Benjamin et al. use Bayesian arguments to recommend that \(P\) values should be lowered to make results reproducible–claiming an effect at \(\alpha = 0.05\) makes for too many false positives. Today we discuss elements of the argument and review progress on exercises from last time.
Logistics
Resources
**web notes from last time
Software includes:
Class code on Sakai:
clarkFunctions2021.r
Discussion reading:
- Redefining statistical significance, classical and Bayesian statisticians compromise, if \(P\) values are to used, then \(P = 0.05\) is way too high, Nature.
Optional background:
Why Big Data Could Be a Big Fail, Jordan on potential and limitations of Big Data (misleading title).
Why environmental scientists are becoming Bayesians, Clark on proliferation of Bayes in environmental science, Ecol Letters.
Bayesian method for hierarchical models: Are ecologists making a Faustian bargain?, Lele and Dennis offer contrarian view, Ecol Appl.
For next time
review basic rules in this document
review next unit here
Exercises from Unit 1 due 28 January using
exerciseTemplate.Rmd
Today’s plan
check in on
exerciseTemplate.Rmdfor assignmentsBreakout discussion of Redefining statistical significance: consensus/remaining issues with discussion questions
group summaries
Jim: P values, Bayes’ theorem for normal distribution and regression, graphs, factors, R
Objectives:
- Where does a P value come from?
- Derive posterior mean for the “normal-normal”
- Use R for basic operations
A few rules to recall:
logs and exponentiation:
these are equivaluent: \(exp(x) = e^x\)
\(\log( e^x ) = e^{ \log x } = x\)
\(exp(y_1) exp(y_2) = exp(y_1 + y_2)\)
\(\prod_{i=1}^n exp( y_i ) = exp \left( \sum_{i=1}^n y_i \right)\)
\(log( a/b ) = log(a) - log(b)\)
Simple derivatives
\(\frac{d}{dx} \left( x^a \right) = a x^{a-1}\)
\(\frac{d}{dx} \left( e^x \right) = e^x\)
\(\frac{d}{dx} \left( e^{f(x)} \right) = \frac{df}{dx} e^{f(x)}\)
Some sample statistics
The notation \(E(y)\) refers to the expectation of \(y\).
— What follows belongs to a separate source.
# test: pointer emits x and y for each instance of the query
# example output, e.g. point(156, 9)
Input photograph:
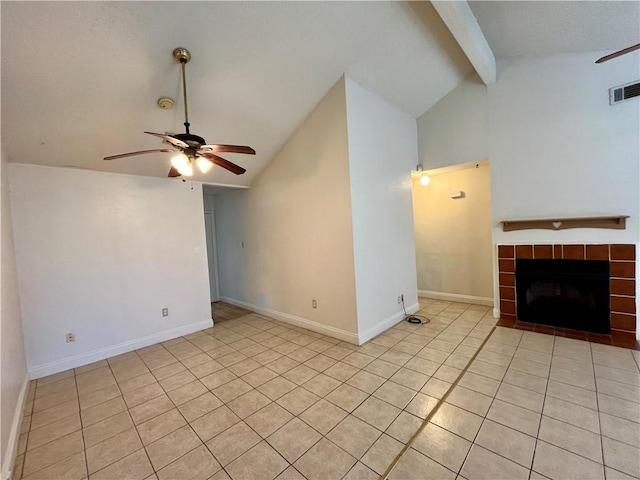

For random data it is the sample mean. We do not simply refer to it as a mean, because it is more general: a probability distribution has an expectation, even if there are no data.
mean: \(E(y) = \bar{y} = \frac{1}{n} \sum_{i=1}^n y_i\)
variance: \(Var(y) = E(y^2) - E^2(y) =\frac{1}{n} \sum_{i=1}^n (y_i - \bar{y})^2 = \frac{1}{n} \sum_{i=1}^n y^2_i - \bar{y}^2\)
covariance: \(Cov(x,y) = E(xy) - E(x)E(y) = \frac{1}{n} \sum_{i=1}^n x_i y_i - \bar{x} \bar{y}\)
Models we will encounter
Univariate response models include the following:
| Name | response | additional attributes |
|---|---|---|
| linear (LM) | normal | linear in parameters |
| linear mixed model (LMM) | normal | LM with random effects |
| generalized linear model (GLM) | discrete | linear in parameters on link scale |
| logistic regression | binomial | GLM includes logit link |
| probit regression | binomial | GLM includes probit link |
| Poisson regression | Poisson | GLM typically with log link |
| mixed GLM (GLMM) | binomial, Poisson, … | GLM with random effects |
Multivariate response models have a vector of responses:
| Name | response | additional attributes |
|---|---|---|
| linear (LM) | MVN | linear in parameters |
| categorical | multinomial | multiple classes, one outcome, MV logit or probit link |
| multinomial | multinomial | multiple classes, mulitple outcomes |
| generalized joint attribute model (GJAM) | all types | linear in parameters |
Time series have dependence in time. They can be state-space models that are normal or not for continuous states. The Kalman filter is a simple (normal-normal) state-space model. Hidden Markov model is a term are most often applied to discrete states. Autoregressive models are normal and have dependence on \(p\) previous times, e.g., AR(\(p\)).
Spatial models have dependence in space. They can be LM or GLM with \(n = 1\) and a \(m \times m\) covariance matrix \(\Sigma\), where \(m\) is the number of locations. Kriging is a traditional spatial model for continuous space. Spatial autoregressive models are used where space is viewed as discrete blocks (e.g., census tracks, counties, …).